- Born: 1 July 1907 Naples, Italy
- Died: 23 December 1981 (aged 74) San Sebastiano al Vesuvio, Italy
- Occupations: Painter, illustrator

= Mario Cortiello =

Italian painter

Mario Cortiello (Italian: Mario Cortiello; 1 July 1907 – 23 December 1981) was an Italian painter and illustrator, one of the notable representatives of Neapolitan painting, also known as "Chagall of Naples".
== Life and career ==
Mario Cortiello began his artistic journey as a student of the renowned Neapolitan painter Gennaro Villani, a frequent participant of the Venice Biennale. Later, he formed a friendship and creative partnership with the Milanese artist Umberto Lilloni and joined the art movement Chiarismo lombardo. However, this collaboration was also short-lived, as Cortiello soon developed his own artistic style, rooted in the classical traditions of Neapolitan art. A characteristic feature of his independent work became the “thoughtful and dreamlike Pulcinellas” floating through surreal landscapes - a motif reminiscent of Marc Chagall, which ultimately earned him the nickname "Chagall of Naples".

In 1930, Cortiello participated in his first Venice Biennale - a prestigious event he continued to take part in regularly until 1948. In 1935, his works were exhibited at the 2nd Rome Quadriennale. In 1939, he became one of the laureates of the esteemed Italian Premio Bergamo. His exhibitions were held in prominent galleries across Europe and the United States. The highlight of this period came during the XIV Summer Olympic Games in London (1948), where he took part in the Art Competitions at the 1948 Summer Olympics, with the fine and visual arts section held at the Victoria and Albert Museum. Although his 1947 painting Gara Ippica ("Horse Race") did not win a medal, it left a strong impression on both the audience and critics.

During the 1950s–1970s, Cortiello drew his inspiration from various painting genres. He traveled extensively throughout Italy, producing landscapes and portraits set against regions he admired, often embellished with his own fantasy. Despite the abundance of works portraying life-affirming southern Italian moods, Cortiello also paid tribute to the north of Italy - particularly to Lombardy and Venice, which were close to him.

Several print editions were released featuring engravings based on his artworks. In 1971, the Neapolitan Philosophical Dictionary. Sayings, Proverbs and Expressions was published, including 24 engravings by Cortiello.

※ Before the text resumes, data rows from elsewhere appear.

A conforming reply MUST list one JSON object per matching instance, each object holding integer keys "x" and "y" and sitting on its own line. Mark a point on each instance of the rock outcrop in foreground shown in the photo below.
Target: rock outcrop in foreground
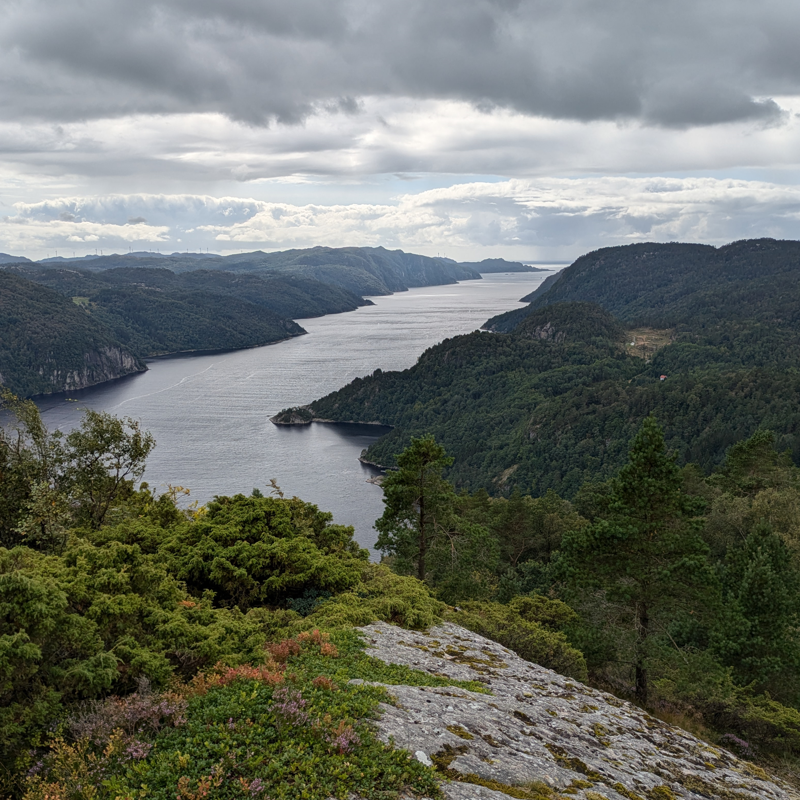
{"x": 540, "y": 735}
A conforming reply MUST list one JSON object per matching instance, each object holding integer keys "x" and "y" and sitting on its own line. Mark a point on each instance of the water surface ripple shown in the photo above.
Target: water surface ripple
{"x": 210, "y": 413}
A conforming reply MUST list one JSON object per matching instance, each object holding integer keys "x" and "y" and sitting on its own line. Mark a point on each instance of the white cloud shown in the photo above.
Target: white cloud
{"x": 529, "y": 219}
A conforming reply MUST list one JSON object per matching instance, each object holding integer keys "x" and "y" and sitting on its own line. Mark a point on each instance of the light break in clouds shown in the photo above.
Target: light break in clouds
{"x": 544, "y": 219}
{"x": 533, "y": 128}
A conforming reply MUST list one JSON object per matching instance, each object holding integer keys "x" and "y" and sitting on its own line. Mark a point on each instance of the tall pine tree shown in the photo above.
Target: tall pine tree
{"x": 642, "y": 554}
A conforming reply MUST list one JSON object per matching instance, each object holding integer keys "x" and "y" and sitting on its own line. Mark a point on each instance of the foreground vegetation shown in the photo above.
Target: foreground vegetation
{"x": 151, "y": 651}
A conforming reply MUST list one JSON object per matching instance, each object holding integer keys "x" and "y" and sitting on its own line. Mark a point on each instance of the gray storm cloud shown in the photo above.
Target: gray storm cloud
{"x": 679, "y": 64}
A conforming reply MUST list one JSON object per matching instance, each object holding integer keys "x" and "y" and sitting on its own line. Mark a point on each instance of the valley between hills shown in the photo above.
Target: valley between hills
{"x": 589, "y": 585}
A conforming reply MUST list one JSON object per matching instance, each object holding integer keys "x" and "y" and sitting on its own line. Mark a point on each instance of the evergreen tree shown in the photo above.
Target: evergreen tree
{"x": 643, "y": 552}
{"x": 419, "y": 503}
{"x": 758, "y": 633}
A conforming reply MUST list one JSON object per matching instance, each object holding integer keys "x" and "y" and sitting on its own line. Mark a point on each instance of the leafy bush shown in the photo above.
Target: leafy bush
{"x": 282, "y": 730}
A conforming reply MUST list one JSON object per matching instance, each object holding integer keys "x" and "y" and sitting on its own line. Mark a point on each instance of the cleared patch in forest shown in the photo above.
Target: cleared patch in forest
{"x": 645, "y": 342}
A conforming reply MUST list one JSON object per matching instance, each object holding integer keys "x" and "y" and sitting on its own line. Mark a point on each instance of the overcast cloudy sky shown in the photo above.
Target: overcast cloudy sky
{"x": 530, "y": 129}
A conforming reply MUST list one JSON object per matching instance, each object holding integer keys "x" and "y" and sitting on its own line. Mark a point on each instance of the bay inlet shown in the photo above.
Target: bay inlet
{"x": 210, "y": 413}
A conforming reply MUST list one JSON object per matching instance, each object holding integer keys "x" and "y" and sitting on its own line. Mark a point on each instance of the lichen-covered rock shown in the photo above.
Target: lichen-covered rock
{"x": 536, "y": 734}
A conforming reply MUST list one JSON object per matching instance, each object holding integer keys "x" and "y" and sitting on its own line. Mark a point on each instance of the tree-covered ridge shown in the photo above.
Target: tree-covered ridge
{"x": 48, "y": 341}
{"x": 363, "y": 270}
{"x": 149, "y": 305}
{"x": 290, "y": 297}
{"x": 156, "y": 652}
{"x": 56, "y": 343}
{"x": 551, "y": 403}
{"x": 692, "y": 285}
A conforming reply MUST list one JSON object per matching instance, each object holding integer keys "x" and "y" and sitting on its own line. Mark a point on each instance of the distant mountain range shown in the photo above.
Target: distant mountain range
{"x": 68, "y": 323}
{"x": 706, "y": 338}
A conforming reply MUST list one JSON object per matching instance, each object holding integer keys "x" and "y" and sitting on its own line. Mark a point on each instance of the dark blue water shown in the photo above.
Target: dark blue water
{"x": 210, "y": 413}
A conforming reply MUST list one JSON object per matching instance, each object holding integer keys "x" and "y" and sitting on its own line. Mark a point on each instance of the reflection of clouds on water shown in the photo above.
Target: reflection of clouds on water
{"x": 183, "y": 380}
{"x": 210, "y": 413}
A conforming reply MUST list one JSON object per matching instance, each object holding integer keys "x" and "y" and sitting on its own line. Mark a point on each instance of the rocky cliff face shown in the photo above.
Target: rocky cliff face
{"x": 104, "y": 364}
{"x": 538, "y": 735}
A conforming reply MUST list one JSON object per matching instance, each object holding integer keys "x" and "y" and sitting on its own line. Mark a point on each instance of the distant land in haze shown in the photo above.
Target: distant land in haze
{"x": 551, "y": 397}
{"x": 70, "y": 323}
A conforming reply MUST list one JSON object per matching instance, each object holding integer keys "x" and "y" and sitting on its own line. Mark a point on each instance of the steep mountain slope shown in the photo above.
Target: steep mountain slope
{"x": 362, "y": 270}
{"x": 290, "y": 296}
{"x": 49, "y": 344}
{"x": 551, "y": 403}
{"x": 678, "y": 284}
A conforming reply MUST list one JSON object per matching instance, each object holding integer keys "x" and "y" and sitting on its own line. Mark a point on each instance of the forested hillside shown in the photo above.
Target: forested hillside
{"x": 145, "y": 305}
{"x": 551, "y": 404}
{"x": 53, "y": 342}
{"x": 361, "y": 270}
{"x": 49, "y": 343}
{"x": 290, "y": 297}
{"x": 156, "y": 651}
{"x": 695, "y": 285}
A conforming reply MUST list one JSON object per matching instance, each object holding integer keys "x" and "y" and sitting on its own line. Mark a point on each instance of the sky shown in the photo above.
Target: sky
{"x": 534, "y": 130}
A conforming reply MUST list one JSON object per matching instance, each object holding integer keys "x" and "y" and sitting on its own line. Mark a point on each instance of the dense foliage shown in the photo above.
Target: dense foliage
{"x": 152, "y": 651}
{"x": 670, "y": 588}
{"x": 553, "y": 402}
{"x": 47, "y": 341}
{"x": 126, "y": 308}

After the artist’s death in 1981, his work temporarily slightly fell out of public and critical attention. However, since the late 1990s, interest in Cortiello's paintings has revived, as evidenced by several of his works being sold by the Christie’s auction house. In 2006, one of his paintings was selected for the traveling exhibition "Il Treno dell’Arte" ("The Art Train"), which featured works by 100 of the most significant Italian contemporary artists. The municipality of Massa di Somma named a street in his honor (Vialle Cortiello). In 2008, a retrospective was held at Castel dell’Ovo in Naples to commemorate the 100th anniversary of his birth.

Mario Cortiello’s works are held in the Galleria d’arte moderna Ricci Oddi in Piacenza, in gallery and museums collections across Lombardy and Campania, as well as in numerous private collections.